牛客练习赛121
出题人题解 | 牛客练习赛 121 题解
小念吹气球
解题思路:
字符长度加字符种类数。
代码:
#include <bits/stdc++.h>
using namespace std;
using ll = long long;
using pii = pair<ll, ll>;
#define fi first
#define se second
using i128 = __int128_t;
void solve()
{
int n;
cin >> n;
string s;
cin >> s;
map<char, bool> q;
for (auto c : s)
{
q[c] = true;
}
cout << n + q.size() << endl;
}
int main()
{
int t = 1;
// cin >> t;
while (t--)
{
solve();
}
return 0;
}
You Brought Me A Gentle Breeze on the Field
解题思路:
如果只有一个糖果,必败状态,则小念输。
如果糖果在\(2 \sim m + 1\),那么小念赢,因为一定能一步到必败状态。
否则,能连取的赢。因为不能连取的人,一定无法先进入必败状态。只要能连取的人将连取机会留到\(m + 2 \sim 1 + 2m\),此时,自己一定能转入必败状态,而对面不行。
代码:
#include <bits/stdc++.h>
using namespace std;
using ll = long long;
using pii = pair<ll, ll>;
#define fi first
#define se second
using i128 = __int128_t;
void solve()
{
int n, m, p;
cin >> n >> m >> p;
if (n == 1)
{
puts("YangQiShaoNian");
return;
}
if (n > 1 + m)
{
if (p == 1)
{
puts("YangQiShaoNian");
}
else
{
puts("XiaoNian");
}
}
else
{
puts("XiaoNian");
}
}
int main()
{
int t = 1;
cin >> t;
while (t--)
{
solve();
}
return 0;
}
氧气少年的水滴 2
解题思路:
模拟。
代码:
#include <bits/stdc++.h>
using namespace std;
using ll = long long;
using pii = pair<ll, ll>;
#define fi first
#define se second
using i128 = __int128_t;
void solve()
{
int n, p;
cin >> n >> p;
vector<int> a(n + 1);
for (int i = 1; i <= n; i++)
{
cin >> a[i];
}
int i = p - 1;
int j = p + 1;
a[p]++;
int l = 0;
int r = 0;
if (a[p] == 10)
{
l++;
r++;
}
int cnt = 0;
while (i > 0 && j <= n)
{
cnt++;
if (cnt > n + 1)
{
break;
}
if (a[i] + l >= 10)
{
l -= 10 - a[i];
i--;
l++;
r++;
}
else
{
a[i] += l;
l = 0;
}
if (a[j] + r >= 10)
{
r -= 10 - a[j];
j++;
r++;
l++;
}
else
{
a[j] += r;
r = 0;
}
}
cnt = 0;
while (i > 0)
{
if (a[i] + l >= 10)
{
l -= 10 - a[i];
i--;
l++;
r++;
}
else
{
l = 0;
break;
}
}
cnt = 0;
while (j <= n)
{
if (a[j] + r >= 10)
{
r -= 10 - a[j];
j++;
r++;
l++;
}
else
{
r = 0;
break;
}
}
cout << l << ' ' << r << endl;
}
int main()
{
int t = 1;
cin >> t;
while (t--)
{
solve();
}
return 0;
}
氧气少年的 LCM
解题思路:
\(g = gcd(x,y)\\x = k_1*g\\y = k_2*g \\lcm(x,y) = \frac{x * y}{g} = k_1*k_2*g = k_2*x\).
如上,我们只要构建出\(k_2*x\)即可。
通过加法构造出\(2^1*x,2^2 *x,...2^{32}*x\).
我们将\(k_2\)进行二进制拆分,然后按位将需要的\(2^k*x\)累加起来即可。
注意点:
- 由于我们需要数字两两相加,记得每个数字构造两个。
- 题目明确说了,集合内每个元素不超过\(10^{18}\)。

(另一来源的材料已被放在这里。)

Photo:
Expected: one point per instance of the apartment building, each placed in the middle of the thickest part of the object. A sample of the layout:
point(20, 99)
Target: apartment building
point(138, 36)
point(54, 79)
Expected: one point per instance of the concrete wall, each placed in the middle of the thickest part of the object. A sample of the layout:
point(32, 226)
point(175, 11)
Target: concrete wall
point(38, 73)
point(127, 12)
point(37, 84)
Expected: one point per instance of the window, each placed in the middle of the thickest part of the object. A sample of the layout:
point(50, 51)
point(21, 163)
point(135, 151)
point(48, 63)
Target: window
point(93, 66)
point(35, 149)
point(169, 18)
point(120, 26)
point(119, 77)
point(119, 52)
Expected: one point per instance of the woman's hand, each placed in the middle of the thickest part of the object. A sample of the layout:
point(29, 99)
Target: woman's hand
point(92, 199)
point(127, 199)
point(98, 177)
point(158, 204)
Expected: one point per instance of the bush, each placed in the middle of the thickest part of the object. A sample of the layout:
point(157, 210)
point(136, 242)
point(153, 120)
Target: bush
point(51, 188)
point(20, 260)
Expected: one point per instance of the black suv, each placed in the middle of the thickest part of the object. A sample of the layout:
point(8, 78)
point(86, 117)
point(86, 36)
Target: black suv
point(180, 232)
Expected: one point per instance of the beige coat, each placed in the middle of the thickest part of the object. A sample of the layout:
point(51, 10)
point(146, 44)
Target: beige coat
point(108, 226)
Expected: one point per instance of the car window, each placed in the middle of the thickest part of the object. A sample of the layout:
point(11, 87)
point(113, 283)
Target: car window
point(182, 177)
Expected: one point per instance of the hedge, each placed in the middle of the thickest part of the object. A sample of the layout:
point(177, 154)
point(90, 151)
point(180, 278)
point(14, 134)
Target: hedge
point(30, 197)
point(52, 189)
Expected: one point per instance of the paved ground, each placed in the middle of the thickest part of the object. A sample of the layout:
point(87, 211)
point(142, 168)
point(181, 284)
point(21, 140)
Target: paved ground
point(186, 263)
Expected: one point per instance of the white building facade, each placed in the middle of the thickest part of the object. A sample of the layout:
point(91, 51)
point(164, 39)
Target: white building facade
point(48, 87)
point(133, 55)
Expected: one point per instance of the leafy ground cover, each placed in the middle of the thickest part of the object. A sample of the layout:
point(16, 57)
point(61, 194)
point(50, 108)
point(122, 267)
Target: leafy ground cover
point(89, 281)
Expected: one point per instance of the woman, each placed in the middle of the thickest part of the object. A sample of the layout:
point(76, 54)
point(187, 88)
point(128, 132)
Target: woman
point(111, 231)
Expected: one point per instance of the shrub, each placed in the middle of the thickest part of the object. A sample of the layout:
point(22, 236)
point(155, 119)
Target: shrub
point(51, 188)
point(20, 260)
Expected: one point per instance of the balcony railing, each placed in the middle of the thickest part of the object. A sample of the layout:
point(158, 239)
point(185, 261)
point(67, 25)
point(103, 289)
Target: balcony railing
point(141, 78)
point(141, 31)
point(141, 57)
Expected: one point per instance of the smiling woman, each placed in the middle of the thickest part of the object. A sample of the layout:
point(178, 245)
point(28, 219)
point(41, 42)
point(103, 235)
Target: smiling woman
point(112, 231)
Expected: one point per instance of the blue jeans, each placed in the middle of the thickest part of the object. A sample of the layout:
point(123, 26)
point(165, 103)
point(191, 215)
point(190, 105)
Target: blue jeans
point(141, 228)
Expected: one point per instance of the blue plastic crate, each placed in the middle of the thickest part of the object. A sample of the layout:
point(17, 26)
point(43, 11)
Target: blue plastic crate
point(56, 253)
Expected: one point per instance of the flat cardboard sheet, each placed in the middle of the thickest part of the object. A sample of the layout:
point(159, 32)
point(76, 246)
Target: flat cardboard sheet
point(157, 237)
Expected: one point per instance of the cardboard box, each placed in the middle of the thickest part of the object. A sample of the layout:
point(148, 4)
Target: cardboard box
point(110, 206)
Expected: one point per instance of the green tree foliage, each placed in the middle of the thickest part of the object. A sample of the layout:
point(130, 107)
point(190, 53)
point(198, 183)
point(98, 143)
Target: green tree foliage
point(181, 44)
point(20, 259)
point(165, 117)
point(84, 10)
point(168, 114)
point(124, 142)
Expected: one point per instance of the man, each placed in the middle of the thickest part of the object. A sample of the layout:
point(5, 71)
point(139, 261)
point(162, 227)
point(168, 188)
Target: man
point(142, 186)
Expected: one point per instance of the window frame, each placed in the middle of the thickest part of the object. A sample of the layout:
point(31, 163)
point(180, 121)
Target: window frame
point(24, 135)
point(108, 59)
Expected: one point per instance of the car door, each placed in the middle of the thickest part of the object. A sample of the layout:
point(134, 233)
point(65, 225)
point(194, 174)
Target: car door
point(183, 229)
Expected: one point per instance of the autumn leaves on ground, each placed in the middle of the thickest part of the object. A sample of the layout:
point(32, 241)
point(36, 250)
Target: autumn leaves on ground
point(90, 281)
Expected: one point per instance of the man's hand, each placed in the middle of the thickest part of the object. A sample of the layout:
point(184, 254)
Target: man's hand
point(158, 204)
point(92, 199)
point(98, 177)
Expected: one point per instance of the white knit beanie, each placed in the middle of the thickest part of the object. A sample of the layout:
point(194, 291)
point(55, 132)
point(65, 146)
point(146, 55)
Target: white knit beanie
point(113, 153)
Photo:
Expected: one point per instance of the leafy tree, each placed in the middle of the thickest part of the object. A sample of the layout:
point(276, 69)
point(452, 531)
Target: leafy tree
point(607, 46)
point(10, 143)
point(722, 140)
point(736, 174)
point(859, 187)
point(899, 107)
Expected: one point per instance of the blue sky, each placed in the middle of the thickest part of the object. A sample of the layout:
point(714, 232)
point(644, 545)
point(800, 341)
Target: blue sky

(本人这点没注意,卡了近一个小时).
代码;
#include <bits/stdc++.h>
using namespace std;
using ll = long long;
using pii = pair<ll, ll>;
#define fi first
#define se second
using i128 = __int128_t;
ll gcd(ll a, ll b)
{
return b ? gcd(b, a % b) : a;
}
ll lcm(ll a, ll b)
{
return a * b / gcd(a, b);
}
struct option
{
ll t, a, b;
};
void solve()
{
ll x, y;
cin >> x >> y;
ll tar = lcm(x, y);
if (tar == x || tar == y)
{
puts("0");
}
else
{
ll g = gcd(x, y);
vector<option> v;
v.push_back({1, x, y});
v.push_back({1, x, y});
ll k1 = x / g;
ll k2 = y / g;
ll cur = g;
vector<ll> p(40), b(40);
p[0] = x;
b[0] = g;
for (int i = 1; i <= 32; i++)
{
if (cur + cur > 1e18)
{
break;
}
v.push_back({2, cur, cur});
v.push_back({2, cur, cur});
cur += cur;
b[i] = cur;
}
bool vis = false;
for (int i = 32; i >= 0; i--)
{
if (k1 >> i & 1)
{
if (vis == false)
{
vis = true;
cur = b[i];
}
else
{
v.push_back({2, b[i], cur});
cur += b[i];
}
}
}
cur = x;
for (int i = 1; i <= 32; i++)
{
if (cur + cur > 1e18)
{
break;
}
v.push_back({2, cur, cur});
v.push_back({2, cur, cur});
cur += cur;
p[i] = cur;
}
cur = 0;
vis = false;
for (int i = 32; i >= 0; i--)
{
if (k2 >> i & 1)
{
if (vis == false)
{
vis = true;
cur = p[i];
}
else
{
v.push_back({2, p[i], cur});
cur += p[i];
}
}
}
cout << v.size() << endl;
for (auto t : v)
{
cout << t.t << ' ' << t.a << ' ' << t.b << endl;
}
}
}
int main()
{
int t = 1;
cin >> t;
while (t--)
{
solve();
}
return 0;
}
氧气少年逛超市 3
解题思路:
观察范围,时间复杂度\(O(n^2)\)可过。
对于前\(min(a + b,n)\)个物品,我们一定使用券。
并且一定是价格贵的物品先用,减额力度大的券。
\(f[i][j]:考虑前i个物品,我们用了j个折扣卷。\)
\[f[i][j] = \begin{cases} f[i-1][j-1] + a[i]\times \frac{x[j]}{100.0}\\ f[i-1][j] + a[i] - y[i - j] \end{cases} \]注意转移限制区间条件。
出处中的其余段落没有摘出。